In mathematics, the Hilbert cube is a topological space that provides an instructive example of some ideas in topology.

Topologically, the Hilbert cube may be defined as the product of countably infinitely many copies of the unit interval [0,1]. That is, it is the cube of countably infinite dimension. As a product of compact Hausdorff spaces, it is itself a compact Hausdorff space as a result of the Tychonoff theorem.

It's sometimes convenient to think of the Hilbert cube as a metric space, indeed as a specific subset of a Hilbert space with countably infinite dimension. For these purposes, it's best not to think of it as a product of copies of [0,1], but instead as [0,1] × [0,1/2] × [0,1/3] × ···; for topological properties, this makes no difference. That is, an element of the Hilbert cube is an infinite sequence (xn) that satisfies 0 ≤ xn ≤ 1/n. Note that any such sequence belongs to the Hilbert space l2, so the Hilbert cube inherits a metric from there.

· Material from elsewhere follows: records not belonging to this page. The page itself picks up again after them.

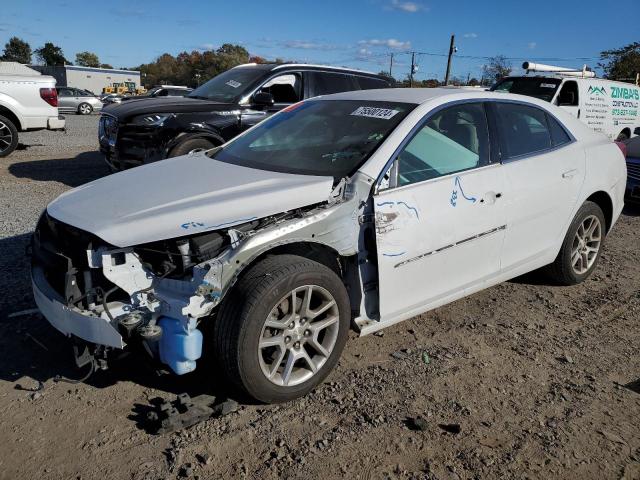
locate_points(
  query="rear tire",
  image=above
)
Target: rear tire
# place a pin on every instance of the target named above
(191, 146)
(581, 247)
(8, 136)
(84, 109)
(259, 332)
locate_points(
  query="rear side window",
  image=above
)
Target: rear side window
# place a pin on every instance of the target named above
(367, 83)
(523, 129)
(559, 135)
(327, 83)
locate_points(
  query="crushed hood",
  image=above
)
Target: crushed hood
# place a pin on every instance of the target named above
(182, 196)
(143, 106)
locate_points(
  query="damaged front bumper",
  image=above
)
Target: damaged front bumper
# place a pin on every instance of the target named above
(70, 320)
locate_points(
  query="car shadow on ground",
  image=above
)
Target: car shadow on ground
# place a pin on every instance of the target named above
(83, 168)
(34, 353)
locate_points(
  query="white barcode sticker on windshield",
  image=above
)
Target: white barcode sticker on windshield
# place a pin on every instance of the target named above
(374, 112)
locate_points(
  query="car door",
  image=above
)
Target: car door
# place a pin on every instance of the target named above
(440, 223)
(569, 98)
(65, 99)
(286, 89)
(544, 169)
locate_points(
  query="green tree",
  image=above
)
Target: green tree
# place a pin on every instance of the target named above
(87, 59)
(497, 68)
(17, 50)
(621, 63)
(51, 54)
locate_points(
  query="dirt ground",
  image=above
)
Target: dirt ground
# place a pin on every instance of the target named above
(524, 380)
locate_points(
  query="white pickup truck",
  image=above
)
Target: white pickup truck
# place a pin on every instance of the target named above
(28, 101)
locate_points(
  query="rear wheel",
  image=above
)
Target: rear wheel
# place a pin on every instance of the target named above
(582, 246)
(193, 145)
(282, 328)
(8, 136)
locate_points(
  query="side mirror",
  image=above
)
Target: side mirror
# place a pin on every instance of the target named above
(263, 99)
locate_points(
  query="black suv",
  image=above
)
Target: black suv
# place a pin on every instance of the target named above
(140, 131)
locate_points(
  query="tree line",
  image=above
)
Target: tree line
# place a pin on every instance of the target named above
(196, 67)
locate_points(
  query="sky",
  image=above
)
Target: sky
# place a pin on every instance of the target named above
(353, 33)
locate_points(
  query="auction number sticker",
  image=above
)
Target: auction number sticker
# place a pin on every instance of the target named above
(374, 112)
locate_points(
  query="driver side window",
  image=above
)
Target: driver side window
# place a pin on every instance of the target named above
(452, 140)
(285, 88)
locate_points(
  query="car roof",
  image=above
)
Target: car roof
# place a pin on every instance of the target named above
(405, 95)
(309, 66)
(419, 96)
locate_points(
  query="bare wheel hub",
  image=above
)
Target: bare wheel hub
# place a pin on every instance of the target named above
(298, 336)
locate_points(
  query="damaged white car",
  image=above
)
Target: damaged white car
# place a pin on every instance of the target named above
(358, 210)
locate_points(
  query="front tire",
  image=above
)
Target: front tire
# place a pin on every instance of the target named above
(84, 109)
(581, 248)
(8, 136)
(193, 145)
(282, 328)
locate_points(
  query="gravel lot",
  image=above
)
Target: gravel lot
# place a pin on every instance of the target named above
(524, 380)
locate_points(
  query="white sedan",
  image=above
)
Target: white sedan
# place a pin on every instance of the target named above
(358, 209)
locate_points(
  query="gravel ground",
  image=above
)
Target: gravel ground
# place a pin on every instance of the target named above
(523, 380)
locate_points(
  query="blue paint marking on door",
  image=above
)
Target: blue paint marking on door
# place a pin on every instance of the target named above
(457, 185)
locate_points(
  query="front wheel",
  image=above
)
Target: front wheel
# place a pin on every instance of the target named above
(8, 136)
(193, 145)
(85, 109)
(581, 248)
(282, 328)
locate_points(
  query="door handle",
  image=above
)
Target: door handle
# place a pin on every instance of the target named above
(490, 197)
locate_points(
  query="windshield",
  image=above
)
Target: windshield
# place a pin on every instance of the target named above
(542, 88)
(322, 137)
(229, 86)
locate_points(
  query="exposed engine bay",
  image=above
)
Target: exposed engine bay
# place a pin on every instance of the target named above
(155, 294)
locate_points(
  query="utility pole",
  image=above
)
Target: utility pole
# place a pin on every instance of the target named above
(452, 49)
(413, 69)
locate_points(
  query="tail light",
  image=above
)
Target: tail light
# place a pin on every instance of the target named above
(623, 148)
(49, 95)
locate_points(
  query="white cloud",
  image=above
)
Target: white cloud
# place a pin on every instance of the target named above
(307, 45)
(389, 43)
(409, 7)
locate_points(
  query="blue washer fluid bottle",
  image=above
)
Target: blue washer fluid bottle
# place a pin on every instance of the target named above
(180, 344)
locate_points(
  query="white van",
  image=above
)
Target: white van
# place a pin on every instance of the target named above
(604, 105)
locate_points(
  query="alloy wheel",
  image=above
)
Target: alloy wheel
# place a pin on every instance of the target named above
(586, 244)
(6, 137)
(298, 336)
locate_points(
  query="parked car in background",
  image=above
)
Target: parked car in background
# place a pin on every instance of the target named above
(141, 131)
(358, 209)
(109, 98)
(164, 91)
(76, 100)
(603, 105)
(28, 101)
(633, 168)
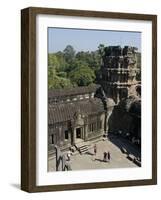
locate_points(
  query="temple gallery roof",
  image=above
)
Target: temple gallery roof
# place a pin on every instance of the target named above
(65, 111)
(57, 93)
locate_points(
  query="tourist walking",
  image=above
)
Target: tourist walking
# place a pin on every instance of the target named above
(105, 156)
(95, 149)
(109, 156)
(68, 155)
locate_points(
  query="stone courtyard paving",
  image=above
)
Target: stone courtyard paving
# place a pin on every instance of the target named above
(89, 161)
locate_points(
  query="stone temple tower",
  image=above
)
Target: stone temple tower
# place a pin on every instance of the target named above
(118, 71)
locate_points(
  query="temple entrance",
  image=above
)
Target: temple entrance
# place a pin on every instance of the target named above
(79, 135)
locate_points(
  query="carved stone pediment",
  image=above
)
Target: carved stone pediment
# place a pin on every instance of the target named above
(78, 118)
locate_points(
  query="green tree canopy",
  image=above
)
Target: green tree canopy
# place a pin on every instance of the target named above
(82, 76)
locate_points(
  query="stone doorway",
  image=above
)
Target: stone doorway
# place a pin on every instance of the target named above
(79, 134)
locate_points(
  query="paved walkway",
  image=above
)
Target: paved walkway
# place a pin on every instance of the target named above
(89, 161)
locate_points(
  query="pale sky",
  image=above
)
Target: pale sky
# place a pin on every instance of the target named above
(89, 40)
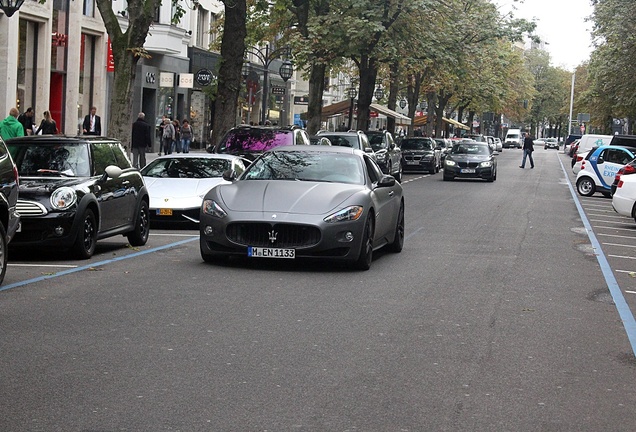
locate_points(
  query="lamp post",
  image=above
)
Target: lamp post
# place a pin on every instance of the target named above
(285, 71)
(352, 93)
(9, 7)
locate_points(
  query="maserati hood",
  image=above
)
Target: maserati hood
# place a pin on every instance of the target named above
(281, 196)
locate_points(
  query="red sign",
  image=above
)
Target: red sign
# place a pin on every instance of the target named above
(110, 62)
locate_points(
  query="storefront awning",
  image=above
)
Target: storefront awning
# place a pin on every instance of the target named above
(342, 107)
(421, 121)
(399, 118)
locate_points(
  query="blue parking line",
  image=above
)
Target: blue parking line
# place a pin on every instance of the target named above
(96, 264)
(629, 323)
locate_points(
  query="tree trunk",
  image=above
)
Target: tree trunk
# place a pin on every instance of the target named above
(316, 89)
(368, 72)
(229, 81)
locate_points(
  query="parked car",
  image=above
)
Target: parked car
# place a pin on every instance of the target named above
(77, 190)
(318, 202)
(387, 153)
(353, 139)
(551, 143)
(177, 182)
(251, 141)
(471, 160)
(421, 153)
(624, 199)
(318, 140)
(498, 144)
(445, 145)
(598, 170)
(514, 139)
(9, 216)
(626, 170)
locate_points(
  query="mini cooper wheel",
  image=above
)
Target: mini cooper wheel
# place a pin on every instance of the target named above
(86, 240)
(366, 248)
(139, 236)
(585, 186)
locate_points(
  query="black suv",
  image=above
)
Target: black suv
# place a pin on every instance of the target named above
(251, 141)
(387, 153)
(9, 217)
(76, 190)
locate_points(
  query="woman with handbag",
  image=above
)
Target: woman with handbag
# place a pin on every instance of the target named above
(47, 125)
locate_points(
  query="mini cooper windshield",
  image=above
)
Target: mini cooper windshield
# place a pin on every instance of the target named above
(70, 160)
(307, 166)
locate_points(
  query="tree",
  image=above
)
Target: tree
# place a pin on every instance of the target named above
(127, 48)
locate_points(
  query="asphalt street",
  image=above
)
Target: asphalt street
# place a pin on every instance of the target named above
(500, 314)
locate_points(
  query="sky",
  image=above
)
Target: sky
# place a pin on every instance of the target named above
(561, 24)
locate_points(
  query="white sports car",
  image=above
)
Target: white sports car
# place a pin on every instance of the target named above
(177, 183)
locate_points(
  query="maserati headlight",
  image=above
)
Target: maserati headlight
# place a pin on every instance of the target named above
(210, 207)
(347, 214)
(63, 198)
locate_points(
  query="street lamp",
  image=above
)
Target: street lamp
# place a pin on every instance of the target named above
(352, 93)
(379, 92)
(285, 71)
(9, 7)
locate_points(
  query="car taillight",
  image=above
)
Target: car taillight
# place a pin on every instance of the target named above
(628, 169)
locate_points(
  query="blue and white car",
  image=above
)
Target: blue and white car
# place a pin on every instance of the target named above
(598, 170)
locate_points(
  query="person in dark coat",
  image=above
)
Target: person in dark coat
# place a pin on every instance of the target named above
(92, 123)
(528, 148)
(141, 140)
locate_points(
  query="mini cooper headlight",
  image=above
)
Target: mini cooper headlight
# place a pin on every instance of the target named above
(210, 207)
(347, 214)
(63, 198)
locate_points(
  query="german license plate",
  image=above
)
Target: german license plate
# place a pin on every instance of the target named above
(259, 252)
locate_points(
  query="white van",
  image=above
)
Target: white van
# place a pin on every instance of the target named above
(588, 141)
(513, 139)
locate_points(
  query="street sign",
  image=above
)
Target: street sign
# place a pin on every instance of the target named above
(278, 90)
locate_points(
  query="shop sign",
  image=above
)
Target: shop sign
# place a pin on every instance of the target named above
(186, 80)
(166, 79)
(203, 77)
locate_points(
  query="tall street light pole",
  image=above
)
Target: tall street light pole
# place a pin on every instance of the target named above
(352, 93)
(285, 71)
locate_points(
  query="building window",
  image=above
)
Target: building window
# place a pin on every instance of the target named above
(89, 8)
(87, 71)
(27, 65)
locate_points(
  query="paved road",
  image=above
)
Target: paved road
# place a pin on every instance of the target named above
(496, 317)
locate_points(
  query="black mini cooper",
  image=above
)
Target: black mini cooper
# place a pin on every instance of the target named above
(76, 190)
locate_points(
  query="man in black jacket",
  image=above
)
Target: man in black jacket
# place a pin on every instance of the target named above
(141, 140)
(92, 123)
(528, 148)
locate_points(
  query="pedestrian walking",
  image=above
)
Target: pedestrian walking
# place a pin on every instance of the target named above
(141, 140)
(26, 119)
(47, 125)
(168, 136)
(528, 148)
(176, 139)
(92, 123)
(10, 127)
(186, 136)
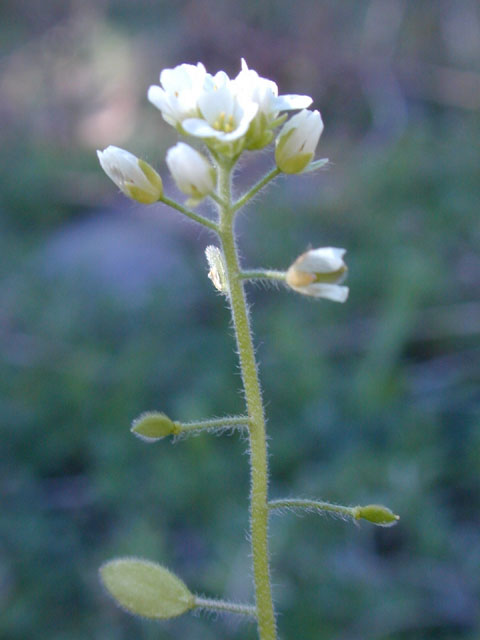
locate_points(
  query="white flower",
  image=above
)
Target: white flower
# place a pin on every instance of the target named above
(319, 273)
(191, 170)
(225, 117)
(217, 273)
(297, 140)
(135, 177)
(264, 93)
(177, 97)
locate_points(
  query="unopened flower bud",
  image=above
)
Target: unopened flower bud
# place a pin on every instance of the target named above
(297, 141)
(153, 425)
(191, 170)
(319, 273)
(217, 272)
(377, 514)
(135, 177)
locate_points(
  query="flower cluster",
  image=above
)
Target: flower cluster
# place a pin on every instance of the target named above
(230, 115)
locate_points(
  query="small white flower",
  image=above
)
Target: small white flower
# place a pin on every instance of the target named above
(135, 177)
(264, 93)
(297, 141)
(191, 170)
(225, 117)
(319, 273)
(177, 97)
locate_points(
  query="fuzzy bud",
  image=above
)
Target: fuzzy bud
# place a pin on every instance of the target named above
(297, 141)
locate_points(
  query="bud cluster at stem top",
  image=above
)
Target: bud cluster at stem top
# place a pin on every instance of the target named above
(228, 114)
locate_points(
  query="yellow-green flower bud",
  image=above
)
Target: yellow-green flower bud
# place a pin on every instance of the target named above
(153, 426)
(297, 141)
(319, 273)
(217, 273)
(377, 514)
(135, 177)
(146, 588)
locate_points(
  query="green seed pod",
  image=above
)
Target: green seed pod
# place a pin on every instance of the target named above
(377, 514)
(145, 588)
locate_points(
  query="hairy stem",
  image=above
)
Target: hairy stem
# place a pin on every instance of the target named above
(313, 505)
(257, 434)
(262, 274)
(190, 214)
(241, 202)
(222, 605)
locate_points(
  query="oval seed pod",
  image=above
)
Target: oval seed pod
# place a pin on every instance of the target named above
(145, 588)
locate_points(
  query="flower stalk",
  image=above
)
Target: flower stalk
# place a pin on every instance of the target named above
(253, 397)
(228, 116)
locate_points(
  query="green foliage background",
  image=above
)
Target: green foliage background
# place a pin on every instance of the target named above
(106, 311)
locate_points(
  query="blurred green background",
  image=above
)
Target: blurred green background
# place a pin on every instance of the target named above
(106, 311)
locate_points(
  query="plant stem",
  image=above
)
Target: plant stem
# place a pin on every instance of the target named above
(215, 423)
(262, 274)
(257, 434)
(313, 505)
(190, 214)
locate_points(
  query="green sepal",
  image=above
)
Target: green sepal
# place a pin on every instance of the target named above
(145, 588)
(140, 195)
(153, 425)
(317, 164)
(152, 176)
(377, 514)
(296, 163)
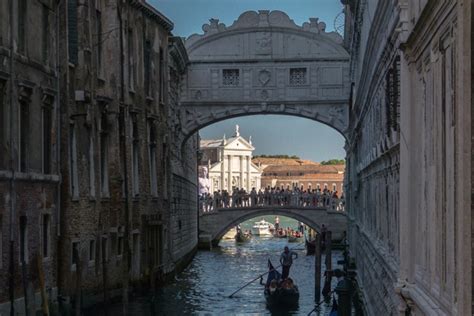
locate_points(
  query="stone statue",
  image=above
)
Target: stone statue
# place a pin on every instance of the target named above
(204, 182)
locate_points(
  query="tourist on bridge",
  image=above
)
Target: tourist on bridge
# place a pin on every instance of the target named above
(286, 260)
(301, 227)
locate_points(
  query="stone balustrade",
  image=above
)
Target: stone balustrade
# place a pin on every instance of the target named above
(212, 203)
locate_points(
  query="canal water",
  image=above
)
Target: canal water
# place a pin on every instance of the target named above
(204, 287)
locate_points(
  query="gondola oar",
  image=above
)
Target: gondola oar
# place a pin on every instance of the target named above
(247, 284)
(260, 276)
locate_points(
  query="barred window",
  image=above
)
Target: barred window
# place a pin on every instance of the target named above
(393, 97)
(297, 76)
(230, 77)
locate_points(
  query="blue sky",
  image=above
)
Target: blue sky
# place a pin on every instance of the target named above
(271, 134)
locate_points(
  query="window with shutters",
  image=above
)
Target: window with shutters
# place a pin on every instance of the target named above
(24, 134)
(135, 156)
(47, 139)
(22, 24)
(297, 76)
(162, 75)
(45, 33)
(152, 157)
(91, 163)
(104, 155)
(74, 181)
(230, 77)
(46, 235)
(23, 240)
(3, 157)
(131, 60)
(1, 241)
(98, 46)
(72, 31)
(147, 67)
(392, 107)
(74, 255)
(92, 250)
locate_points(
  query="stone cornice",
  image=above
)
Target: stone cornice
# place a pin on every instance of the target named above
(433, 15)
(260, 21)
(152, 13)
(178, 53)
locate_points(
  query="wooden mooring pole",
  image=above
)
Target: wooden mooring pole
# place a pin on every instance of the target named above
(317, 268)
(328, 262)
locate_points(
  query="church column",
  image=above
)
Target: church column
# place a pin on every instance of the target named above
(222, 184)
(229, 180)
(241, 171)
(248, 174)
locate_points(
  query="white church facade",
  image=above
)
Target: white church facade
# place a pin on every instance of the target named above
(229, 162)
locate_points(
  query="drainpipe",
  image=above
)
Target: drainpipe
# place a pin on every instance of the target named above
(58, 152)
(123, 139)
(12, 179)
(58, 123)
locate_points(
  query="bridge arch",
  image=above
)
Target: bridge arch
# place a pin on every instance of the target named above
(265, 64)
(216, 224)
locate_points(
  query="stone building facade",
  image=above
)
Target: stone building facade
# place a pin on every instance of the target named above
(29, 161)
(97, 179)
(122, 200)
(408, 185)
(182, 236)
(229, 163)
(308, 177)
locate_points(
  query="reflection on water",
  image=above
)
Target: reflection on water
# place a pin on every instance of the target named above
(203, 288)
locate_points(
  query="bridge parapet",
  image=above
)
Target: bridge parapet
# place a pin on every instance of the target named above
(211, 203)
(215, 224)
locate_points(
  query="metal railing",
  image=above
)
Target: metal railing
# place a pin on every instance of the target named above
(279, 199)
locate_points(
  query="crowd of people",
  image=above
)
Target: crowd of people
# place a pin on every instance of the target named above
(271, 197)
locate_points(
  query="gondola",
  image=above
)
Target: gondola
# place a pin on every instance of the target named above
(293, 239)
(242, 237)
(281, 297)
(310, 247)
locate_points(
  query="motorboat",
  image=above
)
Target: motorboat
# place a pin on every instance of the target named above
(230, 234)
(263, 228)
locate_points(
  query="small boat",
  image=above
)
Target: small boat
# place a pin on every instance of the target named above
(295, 237)
(310, 247)
(292, 239)
(282, 297)
(230, 234)
(242, 237)
(262, 228)
(280, 234)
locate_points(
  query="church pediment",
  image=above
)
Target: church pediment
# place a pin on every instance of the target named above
(238, 143)
(265, 35)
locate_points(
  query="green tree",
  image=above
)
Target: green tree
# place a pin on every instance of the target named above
(277, 156)
(334, 162)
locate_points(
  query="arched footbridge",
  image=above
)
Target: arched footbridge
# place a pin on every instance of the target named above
(214, 225)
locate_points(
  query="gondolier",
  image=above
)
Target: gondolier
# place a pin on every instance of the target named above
(286, 260)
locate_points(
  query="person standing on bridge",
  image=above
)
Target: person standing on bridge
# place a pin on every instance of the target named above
(277, 223)
(286, 260)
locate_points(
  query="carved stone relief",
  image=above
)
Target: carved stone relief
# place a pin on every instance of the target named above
(264, 77)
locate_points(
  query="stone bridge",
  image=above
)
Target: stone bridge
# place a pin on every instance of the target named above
(265, 64)
(214, 225)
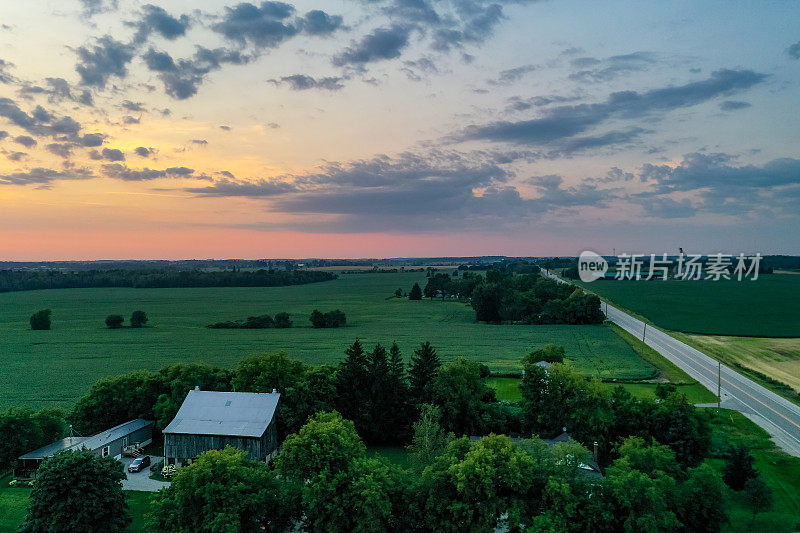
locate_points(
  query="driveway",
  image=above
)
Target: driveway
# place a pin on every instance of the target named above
(141, 480)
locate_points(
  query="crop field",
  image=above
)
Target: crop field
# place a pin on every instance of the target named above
(777, 358)
(57, 366)
(766, 307)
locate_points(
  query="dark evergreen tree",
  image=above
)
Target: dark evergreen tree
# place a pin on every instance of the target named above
(424, 367)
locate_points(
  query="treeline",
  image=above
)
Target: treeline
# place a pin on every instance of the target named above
(23, 280)
(505, 297)
(281, 320)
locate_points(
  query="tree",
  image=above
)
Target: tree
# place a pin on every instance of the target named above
(114, 321)
(352, 385)
(282, 320)
(425, 365)
(138, 319)
(415, 293)
(429, 438)
(461, 393)
(738, 468)
(78, 491)
(758, 495)
(317, 319)
(40, 320)
(225, 491)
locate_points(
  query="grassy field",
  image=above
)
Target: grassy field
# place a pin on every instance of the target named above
(777, 358)
(57, 366)
(766, 307)
(779, 470)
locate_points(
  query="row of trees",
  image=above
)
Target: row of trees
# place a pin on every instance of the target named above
(24, 280)
(281, 320)
(138, 320)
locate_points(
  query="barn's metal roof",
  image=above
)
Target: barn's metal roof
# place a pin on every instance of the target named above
(95, 442)
(235, 414)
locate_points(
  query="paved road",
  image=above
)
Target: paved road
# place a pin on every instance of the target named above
(777, 415)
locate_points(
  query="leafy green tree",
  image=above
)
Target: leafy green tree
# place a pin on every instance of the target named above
(138, 319)
(424, 367)
(282, 321)
(25, 430)
(415, 293)
(225, 491)
(114, 321)
(317, 319)
(429, 438)
(738, 467)
(701, 500)
(757, 495)
(78, 491)
(352, 384)
(40, 320)
(463, 396)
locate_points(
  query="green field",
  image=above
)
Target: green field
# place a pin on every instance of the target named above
(766, 307)
(57, 366)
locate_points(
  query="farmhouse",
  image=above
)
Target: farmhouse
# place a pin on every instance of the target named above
(111, 442)
(209, 420)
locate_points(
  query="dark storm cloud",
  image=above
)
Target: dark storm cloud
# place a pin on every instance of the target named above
(302, 82)
(183, 78)
(156, 20)
(264, 26)
(44, 176)
(102, 60)
(25, 140)
(507, 77)
(122, 172)
(382, 43)
(592, 70)
(562, 122)
(794, 50)
(317, 22)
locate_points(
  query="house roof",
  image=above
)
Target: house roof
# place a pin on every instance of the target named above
(95, 442)
(236, 414)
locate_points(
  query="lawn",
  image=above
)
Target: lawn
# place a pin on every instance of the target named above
(766, 307)
(56, 367)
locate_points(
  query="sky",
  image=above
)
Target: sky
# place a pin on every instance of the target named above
(393, 128)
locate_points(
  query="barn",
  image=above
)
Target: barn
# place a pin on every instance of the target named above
(210, 420)
(109, 442)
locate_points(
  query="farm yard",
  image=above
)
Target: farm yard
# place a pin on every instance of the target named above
(56, 367)
(766, 307)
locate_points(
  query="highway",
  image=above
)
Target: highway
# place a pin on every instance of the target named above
(777, 415)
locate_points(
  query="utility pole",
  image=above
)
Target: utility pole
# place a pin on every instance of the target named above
(719, 385)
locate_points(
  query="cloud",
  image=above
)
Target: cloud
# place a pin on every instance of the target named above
(44, 176)
(263, 26)
(507, 77)
(593, 70)
(106, 58)
(562, 122)
(156, 20)
(794, 50)
(122, 172)
(302, 82)
(381, 44)
(317, 22)
(183, 78)
(25, 140)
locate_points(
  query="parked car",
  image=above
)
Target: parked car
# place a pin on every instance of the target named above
(139, 463)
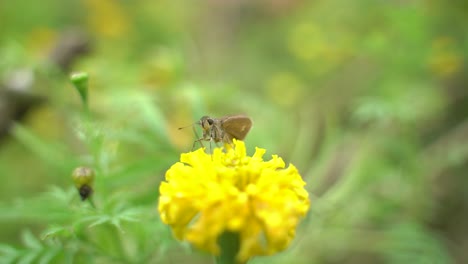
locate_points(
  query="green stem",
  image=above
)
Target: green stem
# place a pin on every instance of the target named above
(230, 244)
(80, 82)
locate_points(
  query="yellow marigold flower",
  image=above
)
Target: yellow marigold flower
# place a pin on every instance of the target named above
(205, 196)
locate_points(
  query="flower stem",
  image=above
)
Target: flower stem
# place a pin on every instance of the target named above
(229, 243)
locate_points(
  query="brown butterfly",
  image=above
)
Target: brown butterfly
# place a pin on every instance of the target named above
(224, 129)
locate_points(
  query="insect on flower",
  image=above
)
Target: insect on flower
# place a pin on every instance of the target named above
(223, 129)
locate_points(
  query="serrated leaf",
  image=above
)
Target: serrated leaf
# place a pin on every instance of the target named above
(48, 151)
(49, 255)
(30, 241)
(8, 254)
(29, 257)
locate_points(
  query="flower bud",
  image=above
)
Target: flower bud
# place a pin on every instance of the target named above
(83, 177)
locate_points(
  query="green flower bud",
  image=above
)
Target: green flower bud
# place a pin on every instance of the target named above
(83, 177)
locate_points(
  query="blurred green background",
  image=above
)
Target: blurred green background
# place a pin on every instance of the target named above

Since l2 is not locally compact, no point has a compact neighbourhood, so one might expect that all of the compact subsets are finite-dimensional. The Hilbert cube shows that this is not the case. But the Hilbert cube fails to be a neighbourhood of any point p because its side becomes smaller and smaller in each dimension, so that an open ball around p of any fixed radius e > 0 must go outside the cube in some dimension.